RNA interference. For RNA interference, cells at 60% confluence were transfected with small interfering RNAs (siRNAs) (Life Technologies, Carlsbad, CA, USA) using the Lipofectamine RNAiMAX reagent (Life Technologies) according to the manufacturer’s instructions. Then, the cells were transfected with silencer siRNA targeting TXN (Catalog #4390824) and silencer select negative control siRNA. After knockdown with each siRNA for 48 h, siRNA-transfected cells were evaluated for cell viability or lysed for immunoblotting.

Immunoblotting. All wash buffers and extraction buffers contained a protease inhibitor cocktail (Roche, Tokyo, Japan), NaF (1 M), the PhosSTOP phosphatase inhibitor (Roche), and Na₃VO₄ (50 μM). Cell extracts were separated using sodium dodecyl sulfate-polyacrylamide gel electrophoresis and electroblotted onto polyvinylidene fluoride membranes. After the membranes were blocked with 2% bovine serum albumin in TBS-T (150 mM NaCl, 50 mM Tris HCl [pH 8.0], and 0.05% Tween-20), they were probed with antibodies. Antibody-antigen complexes were detected using an enhanced chemiluminescence system (GE Healthcare).

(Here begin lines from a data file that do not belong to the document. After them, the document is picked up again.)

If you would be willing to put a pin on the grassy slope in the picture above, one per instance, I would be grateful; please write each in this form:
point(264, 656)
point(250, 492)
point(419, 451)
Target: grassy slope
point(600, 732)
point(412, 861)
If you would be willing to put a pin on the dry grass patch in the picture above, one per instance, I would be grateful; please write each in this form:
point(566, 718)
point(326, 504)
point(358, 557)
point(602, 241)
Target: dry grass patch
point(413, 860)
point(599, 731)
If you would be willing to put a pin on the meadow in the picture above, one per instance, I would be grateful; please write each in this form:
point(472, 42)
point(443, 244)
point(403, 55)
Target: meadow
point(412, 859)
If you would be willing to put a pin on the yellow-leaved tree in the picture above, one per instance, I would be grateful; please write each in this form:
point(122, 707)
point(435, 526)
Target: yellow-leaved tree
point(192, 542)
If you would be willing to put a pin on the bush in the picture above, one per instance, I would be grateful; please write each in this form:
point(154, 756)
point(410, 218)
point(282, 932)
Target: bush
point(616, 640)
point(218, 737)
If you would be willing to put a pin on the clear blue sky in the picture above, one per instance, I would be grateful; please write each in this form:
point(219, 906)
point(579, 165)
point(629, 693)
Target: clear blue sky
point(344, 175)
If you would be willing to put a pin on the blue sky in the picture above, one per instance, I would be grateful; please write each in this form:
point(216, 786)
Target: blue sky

Caspase assay. DMSO- or PX-12-stimulated cells were lysed using a protease inhibitor-free RIPA lysis buffer. A substrate solution was prepared and mixed with phosphate-buffered saline (PBS), 2× reaction buffer (MBL, Tokyo, Japan), and fluorogenic caspase-3 substrate VII Calbiochem, Darmstadt, Germany). The supernatant of the cell solution was mixed with the substrate solution in the wells of a 96-well plate. The plates were incubated at 37°C for 2 h in the dark, and absorbance was measured using a microplate reader (Multiskan Sky, Thermo Scientific, Tokyo, Japan).

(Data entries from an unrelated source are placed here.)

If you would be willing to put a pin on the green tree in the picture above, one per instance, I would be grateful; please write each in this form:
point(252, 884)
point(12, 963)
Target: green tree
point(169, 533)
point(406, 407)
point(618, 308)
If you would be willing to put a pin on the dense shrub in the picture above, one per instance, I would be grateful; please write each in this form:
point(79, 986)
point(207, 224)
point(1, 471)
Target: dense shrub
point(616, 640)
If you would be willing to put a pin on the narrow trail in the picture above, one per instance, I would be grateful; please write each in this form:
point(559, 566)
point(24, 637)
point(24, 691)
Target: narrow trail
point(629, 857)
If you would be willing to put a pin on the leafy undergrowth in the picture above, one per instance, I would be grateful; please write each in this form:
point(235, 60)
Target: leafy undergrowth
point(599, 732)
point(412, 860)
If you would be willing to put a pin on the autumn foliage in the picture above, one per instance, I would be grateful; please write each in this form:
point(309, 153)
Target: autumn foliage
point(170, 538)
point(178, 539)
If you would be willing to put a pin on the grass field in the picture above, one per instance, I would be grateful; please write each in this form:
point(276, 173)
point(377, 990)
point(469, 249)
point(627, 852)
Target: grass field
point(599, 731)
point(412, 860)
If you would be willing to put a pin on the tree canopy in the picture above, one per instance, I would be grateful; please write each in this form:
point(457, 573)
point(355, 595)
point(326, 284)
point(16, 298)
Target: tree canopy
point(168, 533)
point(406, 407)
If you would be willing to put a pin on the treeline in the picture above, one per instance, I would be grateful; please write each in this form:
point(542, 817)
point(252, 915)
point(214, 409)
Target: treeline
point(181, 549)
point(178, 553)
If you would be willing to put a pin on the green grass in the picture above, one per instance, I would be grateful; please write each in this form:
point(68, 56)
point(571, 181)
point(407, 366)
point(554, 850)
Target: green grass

Wound healing assay. Cells were seeded in 6-well plates and cultured until a confluent monolayer was formed. A wound was created in the cell monolayer by scratching the plate with a sterile pipette tip, and the cells were washed with PBS. Then, the cells were pre-treated with 10 μg/ml mitomycin C (Abcam, Tokyo, Japan) at 37°C for 1 h to inhibit cell proliferation. Next, LM8 cells were incubated with DMSO or PX-12 (10 μM) in 10% FBS for 24 h. Finally, the cells were photographed at a magnification of ×100, 0, 12, and 24 h after incubation. The cell migration distance was measured between the 2 boundaries of the acellular area. The results obtained in the different treatment groups were expressed as the ratio of the original distance.

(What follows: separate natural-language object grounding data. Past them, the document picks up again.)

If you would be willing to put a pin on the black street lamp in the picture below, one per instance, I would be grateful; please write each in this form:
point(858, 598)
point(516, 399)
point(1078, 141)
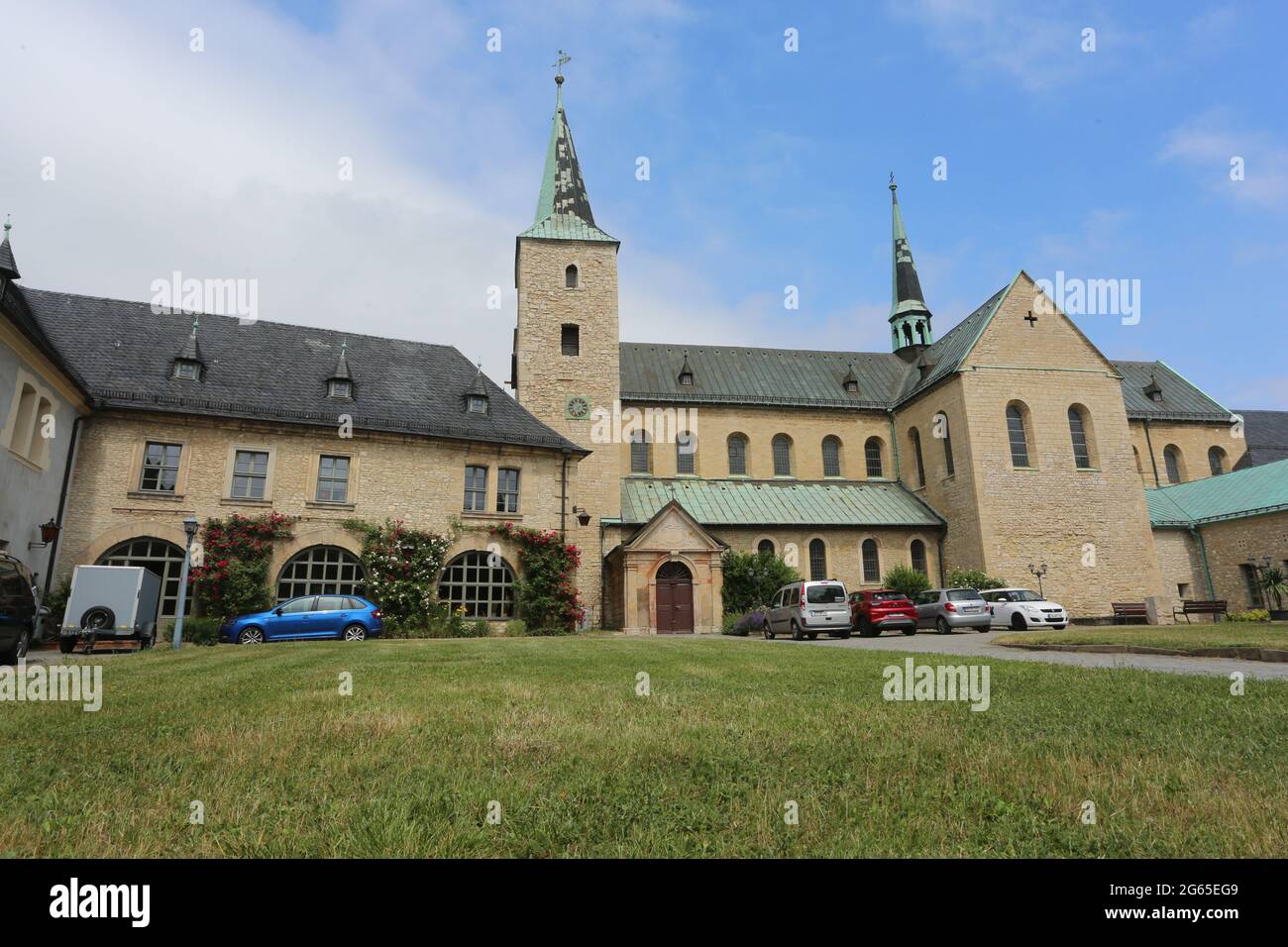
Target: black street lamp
point(189, 530)
point(1039, 571)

Animal studies. Five-week-old female C3H/HeSlc mice were purchased from Japan SLC (Shizuoka, Japan). The mice were maintained at a constant temperature (22±2°C) and humidity (50±10%) under a 12h light/12h dark cycle. All animal experiments were approved by the institutional animal care and use committee of the Chiba cancer center, Chiba, Japan, and were conducted in accordance with institutional guidelines. On day 0, 1×10⁷ LM8 cells in 300 μl PBS were subcutaneously injected into the backs of 12 syngeneic C3H/HeSlc mice. Primary tumor growth was allowed to proceed for 7 days prior to treatment until it reached a measurable size (measured using a caliper and determined as length × width²/2). The mice were then assigned to 2 groups of six mice each with similar tumor size distributions. The mice were treated with either 200 μl of vehicle control (40% polyethylene glycol 300+60% sterile PBS) or 12.5 mg/kg PX-12. Injections were administered when palpable tumors (100-150 mm³) were observed, and were provided intraperitoneally every other day till the end of the study. Tumor size measurements and animal weights were recorded once a week in a non-blinded manner. On day 35, the mice were euthanized under anesthesia, and the tumors were resected for tumor weight measurement.

Statistical analysis. Experimental data are expressed as the mean±standard deviation. The significance of differences between mean values was determined using Student’s t-test, with values of p<0.05 considered significant. All analyses were performed with SAS software, version 14.2 (SAS Institute, Inc.; Cary, NC, USA).